The company, which owns and maintains thousands of miles of railway across Britain, was convicted at the High Court in Aberdeen on Thursday.
Train driver Brett McCullough, 45, conductor Donald Dinnie, 58, and passenger Christopher Stuchbury, 62, died when a ScotRail train derailed near Stonehaven, Aberdeenshire, on August 12, 2020.
Network Rail admitted it did not warn the train’s driver that it was unsafe to drive on that section of track and of not telling him to reduce his speed.
It is alleged that as a result of the company’s failings, three people were so severely injured that they died.
The train came off the tracks after it struck a landslide, hitting gravel and other stony material washed out from a drain.
It then hit the side of a bridge, causing its power car and one of its four carriages to fall down an embankment.
The prosecution comes after the Crown Office and Procurator Fiscal Service (COPFS) considered reports from an investigation by Police Scotland, British Transport Police and the Office of Rail and Road – the independent safety and economic regulator for the country’s railways.
Neil Davidson, partner at the law firm Digby Brown, said: “I think the outcome today is vindication that this accident was avoidable and should not have happened, and holds those who were responsible to account for what happened on that tragic day back in August, 2020.
“We’ve just passed the three-year anniversary of the accident happening but I think it’s safe to say that not a day goes by without those involved either thinking about the people who were involved, or those who were involved and still with us – a day won’t go by when they don’t think about what happened on that day.
“We’re fortunate that these type of things don’t happen very often and then it’s case of those involved trying to figure out what did happen.

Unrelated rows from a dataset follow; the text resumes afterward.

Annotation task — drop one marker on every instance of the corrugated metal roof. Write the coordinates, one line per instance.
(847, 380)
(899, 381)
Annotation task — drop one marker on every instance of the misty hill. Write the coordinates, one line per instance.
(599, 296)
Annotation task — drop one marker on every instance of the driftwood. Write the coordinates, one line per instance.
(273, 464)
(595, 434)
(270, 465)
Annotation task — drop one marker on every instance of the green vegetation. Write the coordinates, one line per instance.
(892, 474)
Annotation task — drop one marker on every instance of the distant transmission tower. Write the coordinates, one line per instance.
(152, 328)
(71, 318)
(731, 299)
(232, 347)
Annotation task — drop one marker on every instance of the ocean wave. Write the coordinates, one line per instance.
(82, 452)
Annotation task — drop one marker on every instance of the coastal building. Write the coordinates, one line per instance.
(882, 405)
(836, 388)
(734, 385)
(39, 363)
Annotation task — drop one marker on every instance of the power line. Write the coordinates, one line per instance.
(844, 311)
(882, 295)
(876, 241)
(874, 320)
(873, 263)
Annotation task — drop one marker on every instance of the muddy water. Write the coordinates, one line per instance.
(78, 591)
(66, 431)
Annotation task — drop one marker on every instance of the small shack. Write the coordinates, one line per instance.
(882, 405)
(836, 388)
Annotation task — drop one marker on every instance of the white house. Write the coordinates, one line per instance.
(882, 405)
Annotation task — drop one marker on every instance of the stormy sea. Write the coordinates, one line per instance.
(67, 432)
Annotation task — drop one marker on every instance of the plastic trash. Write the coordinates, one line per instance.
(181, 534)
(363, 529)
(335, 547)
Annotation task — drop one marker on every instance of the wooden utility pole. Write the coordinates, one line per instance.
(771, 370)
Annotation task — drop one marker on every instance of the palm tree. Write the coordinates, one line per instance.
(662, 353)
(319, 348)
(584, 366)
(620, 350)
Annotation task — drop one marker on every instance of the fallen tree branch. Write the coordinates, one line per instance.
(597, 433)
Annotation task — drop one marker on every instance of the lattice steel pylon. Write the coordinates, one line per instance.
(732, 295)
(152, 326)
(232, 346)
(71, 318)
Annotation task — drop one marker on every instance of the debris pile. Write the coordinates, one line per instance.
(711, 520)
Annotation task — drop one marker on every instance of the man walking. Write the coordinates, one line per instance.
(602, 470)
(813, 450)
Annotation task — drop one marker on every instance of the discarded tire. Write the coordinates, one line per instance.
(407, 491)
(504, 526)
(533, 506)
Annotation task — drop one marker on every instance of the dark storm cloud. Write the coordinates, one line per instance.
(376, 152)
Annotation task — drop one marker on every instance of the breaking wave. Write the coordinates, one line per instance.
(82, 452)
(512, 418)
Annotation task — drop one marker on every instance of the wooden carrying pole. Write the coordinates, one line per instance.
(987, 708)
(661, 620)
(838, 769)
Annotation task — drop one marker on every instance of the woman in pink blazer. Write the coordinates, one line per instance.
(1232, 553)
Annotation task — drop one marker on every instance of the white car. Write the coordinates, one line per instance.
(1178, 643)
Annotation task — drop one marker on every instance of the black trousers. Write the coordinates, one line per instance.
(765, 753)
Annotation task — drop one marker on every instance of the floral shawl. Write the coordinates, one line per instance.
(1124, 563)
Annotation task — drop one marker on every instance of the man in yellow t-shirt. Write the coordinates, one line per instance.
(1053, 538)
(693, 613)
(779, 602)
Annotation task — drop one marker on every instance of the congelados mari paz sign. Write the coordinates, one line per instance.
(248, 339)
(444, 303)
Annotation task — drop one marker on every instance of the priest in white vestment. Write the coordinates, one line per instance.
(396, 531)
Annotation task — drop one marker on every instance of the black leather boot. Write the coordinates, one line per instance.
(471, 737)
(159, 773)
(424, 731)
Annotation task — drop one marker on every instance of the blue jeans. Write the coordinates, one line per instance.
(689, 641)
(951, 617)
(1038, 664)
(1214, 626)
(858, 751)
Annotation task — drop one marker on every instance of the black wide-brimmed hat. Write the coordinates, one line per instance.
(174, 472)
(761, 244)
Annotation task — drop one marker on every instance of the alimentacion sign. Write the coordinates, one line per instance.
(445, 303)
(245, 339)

But I think the RAIB investigation was stark in terms of its criticisms as to what happened in the past, that then led up to the day in August 2020.
“We can’t forget that this derailment did not just happen because of one problem or issue – it was a frankly astounding volume and variety of negligence that contributed to this national tragedy.”
A Rail Accident Investigation Branch (RAIB) report published last March found that errors in the construction of a drainage system installed by Carillion meant it was unable to cope with heavy rain that fell in the area on the morning of the crash.
Carillion went into compulsory liquidation in January 2018.
The RAIB report made 20 recommendations to improve railway safety, many of which were directed at Network Rail.
Mr Dinnie’s partner, Trish Ewen, said the last three years had completely turned her life upside down.
The 59-year-old former store worker had been with Mr Dinnie for eight years before the tragedy.
In a statement after the prosecution, she said: “Donald and I should be thinking about retiring together and planning the rest of our lives – instead he was taken and I’ve been left to exist alone.
“Life throws challenges at us all but something like this is so incomprehensible that there’s no past experiences to draw on to ease any acceptance or recovery.
“You don’t know what to do, where to turn and there’s genuinely nothing to do but brace yourself for each new day without your loved one.
“It’s right there is criminal accountability for this totally avoidable incident that has affected so many people and families, but I believe imposing a fine is counter-productive as it’s essentially the government paying a fine to itself.
“I think any financial penalty would be better invested in improving the railways or making sure all the RAIB report recommendations are acted on.”
Network Rail admitted it failed to ensure, so far as was reasonably practical, that railway workers not in its employment and members of the public travelling by train were not exposed to the “risk of serious injury and death from train derailment” as a result of failures in the construction, inspection and maintenance of drainage assets and in adverse and extreme weather planning.
The charge states that on August 12, 2020, Network Rail failed to impose an emergency speed restriction “in absence of current information about the integrity of the railway line and drainage assets between Montrose and Stonehaven”, and failed to inform the driver that it was unsafe to drive the train at a speed of 75mph or caution him to reduce his speed.